Frontwave Credit Union
- Type: Credit union
- Industry: Financial services
- Founded: 1952
- Headquarters: Oceanside, California, United States
- Number of locations: 13 branch locations
- Area served: San Diego County, Riverside County, and San Bernardino County
- Key people: Bill Birnie, President/CEO Board of Directors Brian Sutton, Chairman Joseph Mitllieri, Vice Chairman Gary Greving, Secretary Kelley Mayer, Treasurer Richard B. Rothwell, Director Michael Brigagliano, Director Sally L. Arnett, Director Gerald Polyascko, Director Amanda Cook, Director
- Products: Savings; checking; consumer loans; mortgages; credit cards; online banking; car loan; home loan, solar loans
- Total assets: $1.2 Billion USD (2022)
- Website: www.frontwavecu.com

= Frontwave Credit Union =

Frontwave Credit Union is a member-owned credit union headquartered in Oceanside, California. Established in 1952, it serves members in San Diego, Riverside, and San Bernardino counties, with a membership base that includes military personnel in Southern California. As of 2023, the credit union reported assets of more than $1.4 billion and approximately 122,000 members.
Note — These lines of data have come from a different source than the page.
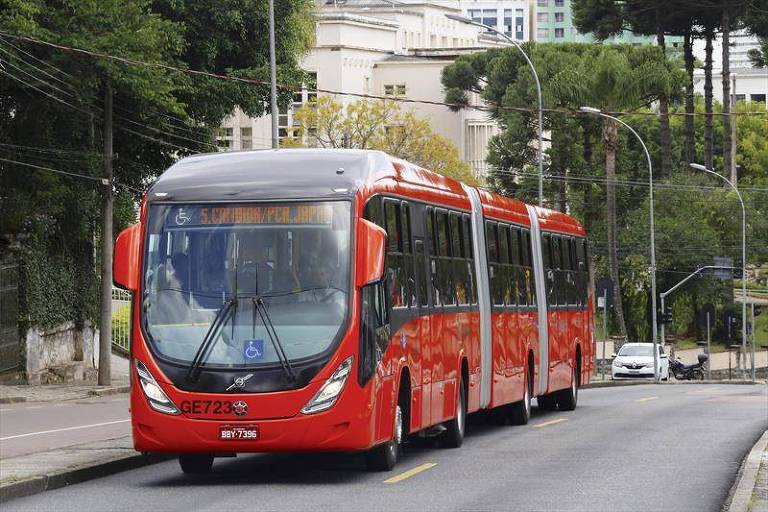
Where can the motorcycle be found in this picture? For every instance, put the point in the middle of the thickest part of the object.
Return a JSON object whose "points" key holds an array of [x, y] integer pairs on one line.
{"points": [[682, 371]]}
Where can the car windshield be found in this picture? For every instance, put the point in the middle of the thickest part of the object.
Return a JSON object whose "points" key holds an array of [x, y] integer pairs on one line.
{"points": [[200, 257], [636, 350]]}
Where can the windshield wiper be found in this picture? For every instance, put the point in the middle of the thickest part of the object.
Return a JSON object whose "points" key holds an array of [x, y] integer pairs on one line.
{"points": [[261, 309], [204, 350]]}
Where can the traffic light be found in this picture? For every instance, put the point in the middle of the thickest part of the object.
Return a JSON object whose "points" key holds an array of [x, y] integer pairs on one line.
{"points": [[666, 316]]}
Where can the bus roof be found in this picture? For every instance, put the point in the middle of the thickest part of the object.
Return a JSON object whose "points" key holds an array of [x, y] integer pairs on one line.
{"points": [[268, 175], [289, 174]]}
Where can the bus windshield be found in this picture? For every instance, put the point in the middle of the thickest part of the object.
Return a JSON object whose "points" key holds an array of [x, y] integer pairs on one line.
{"points": [[294, 256]]}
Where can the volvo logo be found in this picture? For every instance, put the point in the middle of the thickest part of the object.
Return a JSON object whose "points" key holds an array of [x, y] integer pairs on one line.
{"points": [[240, 408], [239, 382]]}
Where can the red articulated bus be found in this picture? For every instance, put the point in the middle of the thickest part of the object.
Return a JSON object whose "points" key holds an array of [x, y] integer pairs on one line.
{"points": [[339, 300]]}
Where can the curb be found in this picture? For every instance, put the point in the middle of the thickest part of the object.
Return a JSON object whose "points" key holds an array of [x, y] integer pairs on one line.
{"points": [[12, 399], [43, 483], [109, 391], [619, 383], [741, 494]]}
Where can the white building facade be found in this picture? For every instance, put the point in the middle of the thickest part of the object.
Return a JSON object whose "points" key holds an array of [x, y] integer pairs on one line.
{"points": [[383, 48], [511, 17], [751, 84]]}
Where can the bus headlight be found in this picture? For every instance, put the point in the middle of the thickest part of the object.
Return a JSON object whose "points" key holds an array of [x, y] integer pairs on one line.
{"points": [[326, 397], [156, 397]]}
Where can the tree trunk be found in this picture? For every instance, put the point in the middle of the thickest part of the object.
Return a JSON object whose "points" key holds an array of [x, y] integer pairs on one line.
{"points": [[105, 327], [587, 156], [726, 78], [690, 130], [610, 136], [665, 133], [709, 137]]}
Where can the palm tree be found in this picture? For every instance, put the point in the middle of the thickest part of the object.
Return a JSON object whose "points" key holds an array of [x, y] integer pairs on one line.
{"points": [[616, 78]]}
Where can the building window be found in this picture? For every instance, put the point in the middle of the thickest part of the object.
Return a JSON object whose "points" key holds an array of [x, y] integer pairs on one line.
{"points": [[478, 136], [394, 90]]}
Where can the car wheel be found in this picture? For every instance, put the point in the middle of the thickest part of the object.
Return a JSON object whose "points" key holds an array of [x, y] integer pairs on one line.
{"points": [[520, 412], [196, 463]]}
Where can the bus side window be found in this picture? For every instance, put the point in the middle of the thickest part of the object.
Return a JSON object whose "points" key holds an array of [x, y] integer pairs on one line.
{"points": [[394, 258], [409, 278], [445, 272], [469, 253], [372, 211]]}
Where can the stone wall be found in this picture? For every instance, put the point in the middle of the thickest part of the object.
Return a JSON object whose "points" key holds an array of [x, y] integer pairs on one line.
{"points": [[61, 354]]}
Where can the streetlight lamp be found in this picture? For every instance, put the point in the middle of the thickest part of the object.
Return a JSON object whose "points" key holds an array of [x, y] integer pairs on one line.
{"points": [[273, 76], [597, 112], [462, 19], [700, 167]]}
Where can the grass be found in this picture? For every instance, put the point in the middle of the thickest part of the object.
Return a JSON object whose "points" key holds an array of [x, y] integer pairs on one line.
{"points": [[120, 326]]}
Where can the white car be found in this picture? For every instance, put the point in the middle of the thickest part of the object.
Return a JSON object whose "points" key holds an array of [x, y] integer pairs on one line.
{"points": [[635, 361]]}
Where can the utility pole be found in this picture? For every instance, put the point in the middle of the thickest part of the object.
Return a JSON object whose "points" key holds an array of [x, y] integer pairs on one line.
{"points": [[273, 77], [105, 331], [734, 173]]}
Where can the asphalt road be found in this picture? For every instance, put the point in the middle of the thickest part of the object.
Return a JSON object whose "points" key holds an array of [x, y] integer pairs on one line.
{"points": [[35, 427], [636, 448]]}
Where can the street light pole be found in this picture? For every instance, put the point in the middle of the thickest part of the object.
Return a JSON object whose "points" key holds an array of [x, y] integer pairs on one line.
{"points": [[273, 76], [700, 167], [654, 325], [469, 21]]}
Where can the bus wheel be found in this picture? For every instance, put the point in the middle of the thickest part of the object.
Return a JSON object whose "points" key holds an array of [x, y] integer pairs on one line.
{"points": [[520, 412], [567, 398], [453, 437], [196, 463], [384, 456]]}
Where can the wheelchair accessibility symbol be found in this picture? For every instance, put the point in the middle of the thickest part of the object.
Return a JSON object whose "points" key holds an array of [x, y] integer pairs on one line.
{"points": [[253, 349]]}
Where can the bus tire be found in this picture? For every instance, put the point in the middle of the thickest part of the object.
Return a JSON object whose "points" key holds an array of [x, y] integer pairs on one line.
{"points": [[567, 398], [453, 437], [520, 412], [384, 456], [196, 463], [547, 402]]}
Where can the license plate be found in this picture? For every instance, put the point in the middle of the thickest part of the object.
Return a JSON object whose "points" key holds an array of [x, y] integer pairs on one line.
{"points": [[238, 432]]}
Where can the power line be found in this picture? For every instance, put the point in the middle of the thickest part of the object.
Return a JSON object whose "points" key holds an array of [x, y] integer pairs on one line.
{"points": [[103, 181], [251, 81]]}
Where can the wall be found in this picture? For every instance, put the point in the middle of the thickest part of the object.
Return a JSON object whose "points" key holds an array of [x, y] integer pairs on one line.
{"points": [[61, 354]]}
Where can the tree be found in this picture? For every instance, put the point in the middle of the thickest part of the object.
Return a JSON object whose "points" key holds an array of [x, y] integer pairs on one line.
{"points": [[607, 18], [381, 125]]}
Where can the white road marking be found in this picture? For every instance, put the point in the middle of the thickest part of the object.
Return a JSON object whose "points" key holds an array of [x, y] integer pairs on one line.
{"points": [[63, 429]]}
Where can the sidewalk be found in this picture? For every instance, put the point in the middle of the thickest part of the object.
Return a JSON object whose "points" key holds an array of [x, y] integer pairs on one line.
{"points": [[60, 392], [750, 492], [38, 472]]}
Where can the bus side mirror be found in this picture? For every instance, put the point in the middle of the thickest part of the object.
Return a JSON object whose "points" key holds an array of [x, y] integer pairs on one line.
{"points": [[370, 243], [125, 265]]}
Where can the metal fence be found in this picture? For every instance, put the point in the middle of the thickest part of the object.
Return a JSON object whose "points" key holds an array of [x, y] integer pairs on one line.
{"points": [[121, 319], [10, 349]]}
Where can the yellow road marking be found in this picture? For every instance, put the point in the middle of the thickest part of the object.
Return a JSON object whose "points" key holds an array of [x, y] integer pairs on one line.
{"points": [[551, 422], [410, 473]]}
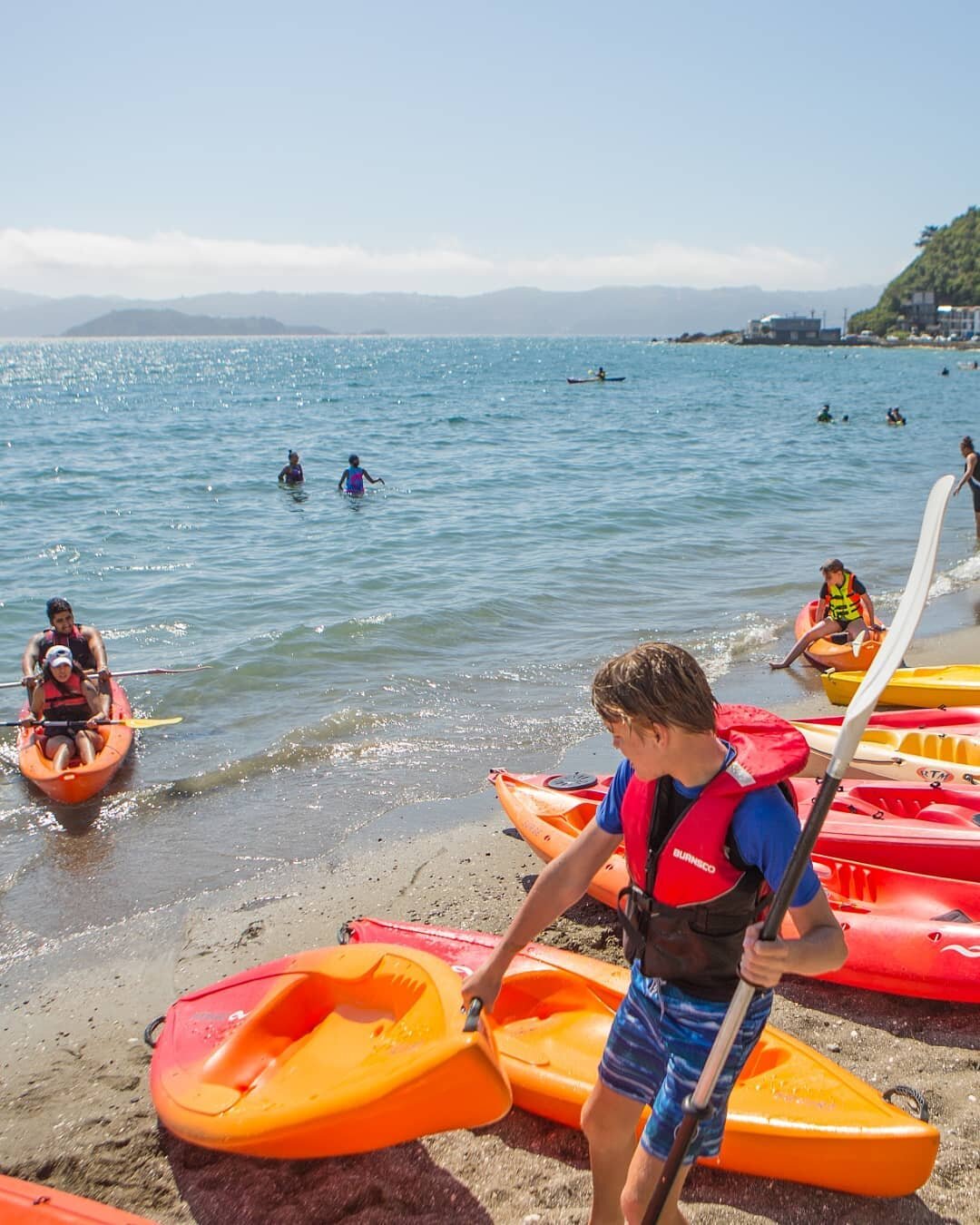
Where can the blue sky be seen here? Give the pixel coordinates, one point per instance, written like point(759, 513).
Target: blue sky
point(461, 147)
In 2024, a KPBS investigation reported that Frontwave had collected millions of dollars in overdraft fees from members, including Marine recruits.

== Overview ==
Frontwave Credit Union is based in Southern California with branch locations in Oceanside, San Marcos, San Diego, Escondido, Wildomar, Temecula, Barstow, and Yucca Valley. They also have branches aboard MCB Camp Pendleton, MCRD San Diego, and MCAGCC 29-Palms.

Frontwave Credit Union, as of 2023, has more than $1.4 billion in assets and 122,000 members.

Frontwave Credit Union is owned and governed by its members. Like all credit unions, they have a field of membership that designates who may join. To qualify for membership one must live or work in San Diego County, Riverside County, or San Bernardino County, or be an immediate family member of a current Frontwave Credit Union member.

Frontwave Credit Union, as a financial cooperative, provides access to nearly 30,000 surcharge-free ATMs nationwide, 9,000+ of which accept deposits. In addition, there are nearly 5,000 credit union branches and over 2,000 self-service locations through the shared branching network.

In 1995 the credit union assumed administrative management of the Recruit Direct Deposit Program. The program was so successful that the credit union was awarded the "Golden Hammer Award" in 1997 by Vice President Al Gore for reducing government waste.

== Controversies ==
In 2024, a KPBS investigation found that Frontwave had benefited from an exclusive arrangement with the United States Marine Corps for decades. Each year, approximately 20,000 Marine recruits go through boot camp at the San Diego Marine Corps Recruit Depot (MCRD). The Marine Corps funnels many of these recruits into the credit union to process their paychecks. KPBS discovered that, over the previous three years, the credit union had collected approximately $8 million annually in overdraft fees from its members, which was about triple the average among all California state-chartered credit unions. Financial records showed that the credit union relied on the fees as a key source of revenue. These fees were often applied to accounts with low balances, sometimes draining the accounts entirely. After the initial report, members of Congress launched an investigation into Frontwave, in April 2024, this included U.S. Sens. Elizabeth Warren, Bernie Sanders, Cory Booker, JD Vance, and Rep. Sara Jacobs. The members of Congress called the overdraft practices “unconscionable” and urged for a change in fee policies. They also expressed worry about the potential harm that excessive overdraft fees could cause service members.